Le Community Management

Stratégies et bonnes pratiques pour interagir avec vos communautés

Quel que soit votre secteur d’activité, développer une communauté en ligne ne suffit pas, il faut déterminer des objectifs, élaborer la stratégie adéquate et respecter un certain nombre d’usages. La communication et le marketing sont en pleine mutation, et vos communautés peuvent devenir les meilleures ambassadrices de votre organisation si vous apprenez à converser avec elles, à développer votre capital confiance et à communiquer au mieux vos informations. Orchestrer l’activité de ces groupes en ligne pour développer l’entreprise : voilà le rôle du community manager.

À travers ce guide pratique et clair, agrémenté de nombreuses interviews et de schémas explicatifs, trois community managers expérimentés (Catherine, Benoît et Sylvain) vous proposent de nombreux conseils pour vous lancer, choisir les meilleurs outils (pour votre blog, Facebook, Twitter...) et optimiser votre démarche en cours. Vous découvrirez également les témoignages de ceux qui ont développé de véritables espaces communautaires dans des domaines aussi variés que les médias, la musique, la politique, l’université, les services, l’agro-alimentaire...

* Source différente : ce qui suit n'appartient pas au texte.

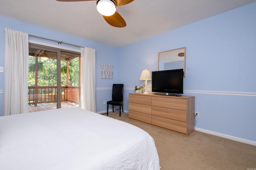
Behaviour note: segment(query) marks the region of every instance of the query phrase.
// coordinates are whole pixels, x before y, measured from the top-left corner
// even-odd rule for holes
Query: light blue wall
[[[4,66],[4,37],[5,28],[8,28],[20,31],[29,34],[44,37],[48,39],[60,41],[70,44],[92,48],[96,50],[96,74],[97,76],[96,78],[96,88],[103,88],[108,89],[112,88],[112,84],[117,82],[118,68],[117,61],[116,59],[116,49],[111,47],[102,44],[90,41],[79,37],[76,37],[70,35],[62,34],[58,32],[53,31],[42,27],[36,27],[23,22],[14,21],[6,18],[0,16],[0,66]],[[34,38],[30,38],[30,39],[36,40]],[[38,41],[40,41],[38,39]],[[51,42],[49,41],[43,41],[46,43],[53,44],[58,45],[58,43]],[[59,45],[62,47],[68,47],[64,45]],[[74,48],[74,47],[73,47]],[[74,48],[77,49],[77,48]],[[79,49],[79,48],[78,48]],[[108,64],[114,65],[113,79],[102,79],[100,78],[100,64]],[[4,70],[5,68],[4,68]],[[4,74],[0,72],[0,115],[2,115],[2,102],[3,98],[2,91],[3,90]],[[111,98],[111,90],[97,90],[96,92],[96,103],[102,104],[97,105],[96,111],[106,110],[106,106],[103,104],[103,101],[110,100]],[[102,96],[104,96],[102,97]],[[104,99],[102,100],[103,98]],[[102,102],[101,102],[101,101]]]
[[[118,80],[142,85],[142,70],[157,70],[159,52],[186,47],[184,94],[195,96],[195,127],[256,141],[255,16],[254,3],[120,48]]]
[[[195,127],[256,142],[256,97],[244,94],[256,93],[255,16],[256,3],[118,49],[0,17],[0,66],[5,27],[95,49],[96,111],[106,110],[103,102],[111,98],[113,83],[124,84],[128,111],[128,93],[144,84],[142,71],[157,70],[158,53],[186,47],[184,94],[195,96],[195,111],[200,113]],[[101,63],[114,65],[113,79],[100,78]]]

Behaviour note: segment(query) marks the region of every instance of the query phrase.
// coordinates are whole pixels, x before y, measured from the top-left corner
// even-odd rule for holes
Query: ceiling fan
[[[126,5],[134,0],[56,0],[62,2],[91,1],[96,0],[97,9],[106,21],[115,27],[122,27],[126,26],[124,18],[116,10],[116,6]]]

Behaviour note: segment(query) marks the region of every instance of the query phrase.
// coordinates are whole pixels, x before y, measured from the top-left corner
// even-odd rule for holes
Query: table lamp
[[[148,93],[147,91],[147,84],[148,84],[147,81],[148,80],[152,80],[152,78],[151,78],[151,75],[150,75],[150,73],[149,72],[149,70],[147,70],[146,69],[142,70],[141,74],[140,74],[140,80],[145,80],[145,92],[144,92],[143,94],[148,94]]]

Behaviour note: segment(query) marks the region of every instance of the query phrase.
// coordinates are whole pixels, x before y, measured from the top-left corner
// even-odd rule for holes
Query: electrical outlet
[[[197,117],[198,118],[199,118],[199,112],[198,111],[196,111],[195,112],[195,116],[196,117]]]

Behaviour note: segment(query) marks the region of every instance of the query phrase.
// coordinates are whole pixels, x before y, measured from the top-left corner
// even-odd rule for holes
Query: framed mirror
[[[158,53],[158,70],[183,69],[186,76],[186,47]]]

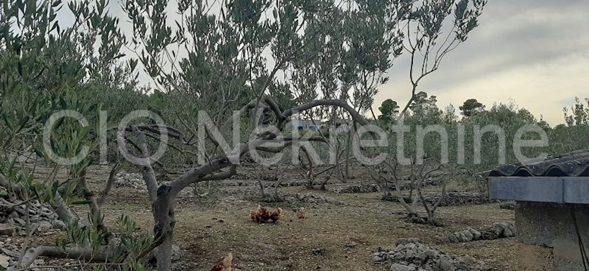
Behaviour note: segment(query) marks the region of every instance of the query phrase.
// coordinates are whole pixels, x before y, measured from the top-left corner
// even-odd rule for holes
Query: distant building
[[[321,121],[317,120],[293,120],[286,124],[287,127],[294,127],[299,131],[319,131]]]
[[[325,130],[333,128],[336,133],[345,133],[348,131],[349,126],[353,123],[353,121],[350,119],[336,118],[333,121],[325,121],[323,127]]]

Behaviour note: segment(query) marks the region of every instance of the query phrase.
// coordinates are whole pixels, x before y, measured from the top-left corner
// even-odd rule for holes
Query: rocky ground
[[[108,168],[92,167],[88,172],[91,187],[98,191],[106,181]],[[121,171],[117,176],[117,185],[103,206],[107,224],[114,224],[125,213],[137,222],[140,232],[153,228],[150,206],[140,180],[140,175],[133,172]],[[267,187],[275,183],[263,181]],[[229,252],[234,255],[237,271],[519,270],[526,270],[521,267],[526,261],[538,267],[527,270],[547,270],[551,264],[549,249],[524,245],[510,237],[509,230],[517,232],[509,226],[514,212],[500,209],[498,203],[441,207],[436,217],[444,226],[435,227],[408,223],[400,204],[382,200],[380,191],[352,193],[356,189],[333,191],[342,186],[337,184],[328,184],[327,191],[310,190],[304,185],[293,184],[305,184],[305,180],[300,179],[285,180],[284,183],[288,184],[279,189],[282,200],[276,203],[264,202],[259,197],[255,179],[221,181],[219,189],[204,197],[190,189],[183,191],[176,207],[177,253],[174,270],[209,270]],[[370,186],[369,181],[361,179],[355,179],[353,183]],[[283,220],[276,224],[252,222],[249,213],[259,203],[282,207]],[[55,224],[54,215],[44,209],[48,208],[47,206],[29,205],[35,209],[29,211],[38,215],[37,223],[51,222],[51,227],[44,233],[38,232],[29,242],[31,245],[55,244],[63,232],[51,229]],[[296,211],[300,207],[307,210],[307,218],[302,222],[296,219]],[[85,211],[77,208],[79,213]],[[14,263],[26,239],[19,222],[14,219],[21,217],[24,210],[19,210],[2,213],[1,221],[14,226],[14,230],[8,236],[0,236],[0,266]],[[15,214],[8,218],[13,212]],[[19,216],[14,217],[16,214]],[[497,226],[498,233],[491,229],[498,223],[507,225],[501,231]],[[464,232],[466,230],[472,233],[472,240],[477,239],[471,229],[476,229],[481,236],[491,229],[501,238],[479,237],[466,242],[469,237]],[[451,235],[461,240],[464,235],[465,241],[454,242],[448,237],[442,242],[439,237]],[[538,258],[535,256],[538,255],[546,256]],[[75,262],[41,259],[35,264]]]

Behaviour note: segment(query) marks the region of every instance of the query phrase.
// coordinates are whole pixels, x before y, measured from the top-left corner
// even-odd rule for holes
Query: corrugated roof
[[[589,177],[589,150],[581,150],[541,160],[502,166],[488,177]]]

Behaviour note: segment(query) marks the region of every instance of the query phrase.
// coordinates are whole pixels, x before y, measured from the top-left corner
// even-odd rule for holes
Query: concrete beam
[[[589,204],[589,177],[489,177],[491,199]]]

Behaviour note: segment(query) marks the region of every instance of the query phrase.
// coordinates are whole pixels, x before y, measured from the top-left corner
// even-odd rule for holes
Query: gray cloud
[[[537,116],[562,123],[562,106],[589,95],[587,18],[589,1],[491,1],[478,28],[423,81],[422,90],[456,106],[469,98],[491,105],[511,97]],[[377,104],[409,98],[408,58],[395,61]]]

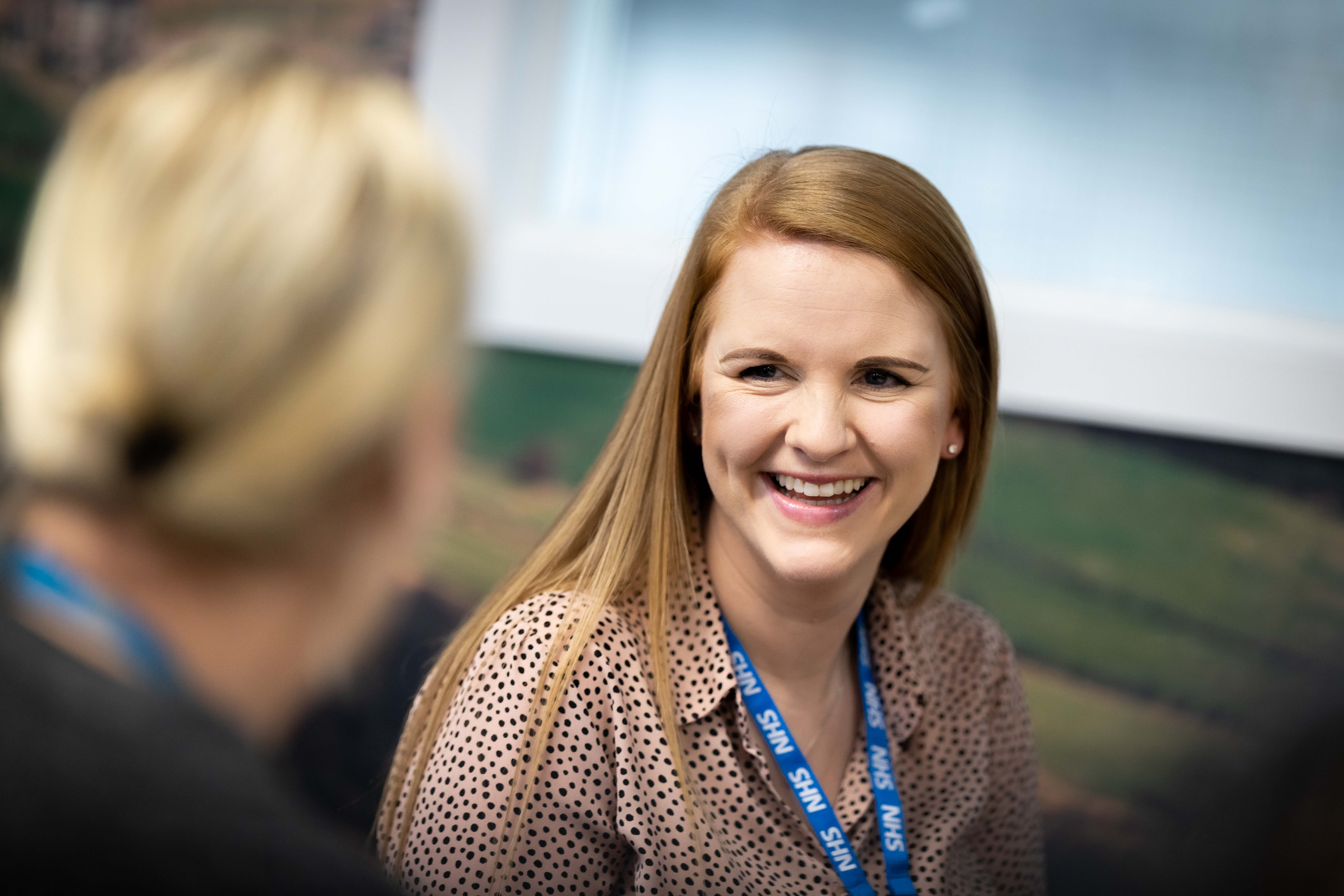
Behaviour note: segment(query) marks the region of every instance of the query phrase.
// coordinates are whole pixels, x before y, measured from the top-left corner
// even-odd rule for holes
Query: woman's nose
[[[844,396],[823,388],[800,390],[794,419],[784,443],[817,463],[853,447],[855,434],[845,414]]]

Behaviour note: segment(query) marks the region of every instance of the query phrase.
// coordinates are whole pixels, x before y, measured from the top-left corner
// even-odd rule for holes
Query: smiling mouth
[[[847,504],[855,500],[868,482],[872,482],[872,477],[859,477],[856,480],[839,480],[818,485],[782,473],[767,473],[766,476],[774,482],[775,490],[786,496],[790,501],[812,506]]]

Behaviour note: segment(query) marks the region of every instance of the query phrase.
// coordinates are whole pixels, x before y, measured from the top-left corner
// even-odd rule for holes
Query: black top
[[[0,889],[395,893],[199,707],[117,682],[0,606]]]

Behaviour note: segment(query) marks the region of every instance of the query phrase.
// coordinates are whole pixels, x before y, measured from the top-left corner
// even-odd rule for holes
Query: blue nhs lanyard
[[[878,823],[882,826],[882,857],[887,865],[887,892],[892,896],[915,896],[915,885],[910,880],[910,853],[906,852],[905,813],[900,809],[900,794],[896,793],[896,779],[891,766],[891,747],[887,740],[887,721],[882,709],[882,693],[872,680],[872,664],[868,660],[868,633],[863,627],[863,613],[855,623],[859,639],[859,686],[863,690],[863,721],[868,743],[868,776],[872,779],[872,795],[878,803]],[[825,793],[817,785],[812,767],[802,756],[802,750],[793,739],[789,725],[774,705],[770,692],[751,665],[751,658],[742,642],[732,634],[728,621],[723,621],[723,634],[728,638],[728,653],[732,656],[732,670],[738,678],[738,690],[747,705],[747,712],[770,744],[780,770],[793,789],[802,806],[804,815],[816,832],[821,848],[831,857],[831,864],[844,883],[849,896],[876,896],[859,865],[859,854],[845,837],[835,809],[827,801]]]
[[[141,678],[160,690],[179,690],[177,676],[159,638],[56,557],[20,543],[9,553],[9,566],[19,602],[54,613],[110,642]]]

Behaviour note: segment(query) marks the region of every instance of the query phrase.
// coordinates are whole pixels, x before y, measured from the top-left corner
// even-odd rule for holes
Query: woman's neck
[[[824,688],[836,664],[849,656],[849,630],[878,563],[833,580],[785,579],[712,505],[707,517],[706,559],[719,609],[757,672],[767,684]]]
[[[270,746],[284,737],[310,686],[309,602],[301,599],[304,587],[292,571],[204,574],[128,529],[58,500],[30,505],[20,532],[140,618],[161,641],[184,686],[249,740]],[[36,611],[24,618],[90,665],[134,678],[116,662],[116,645],[90,639],[52,614]]]

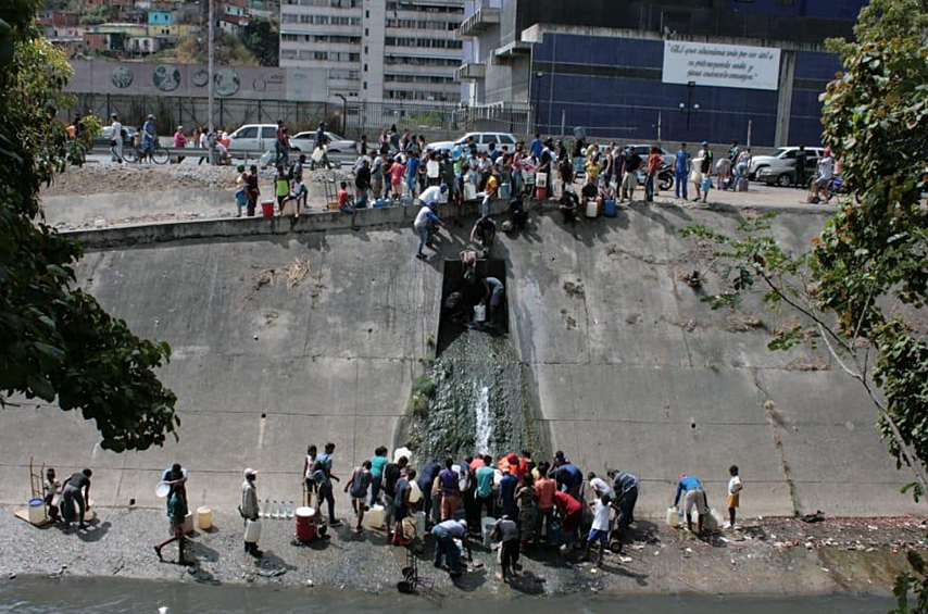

Sorti le 10 Septembre 2010 aux Éditions Diateino, le livre est en vente dans toutes les librairies (FNAC, Virgin, Eyrolles, Drugstore Publicis,...)

Vous pouvez aussi le commander depuis le site de l'éditeur


Le livre est aussi disponible en version e-book

Portrait de Community Manager : Interview de Blaise Grimes Viort

Publié: 18 octobre 2010 | Auteur: Sylvain Guéguen | Catégorie: Interviews, La Boîte à Idées | Tags: , , , , | Aucun Commentaire »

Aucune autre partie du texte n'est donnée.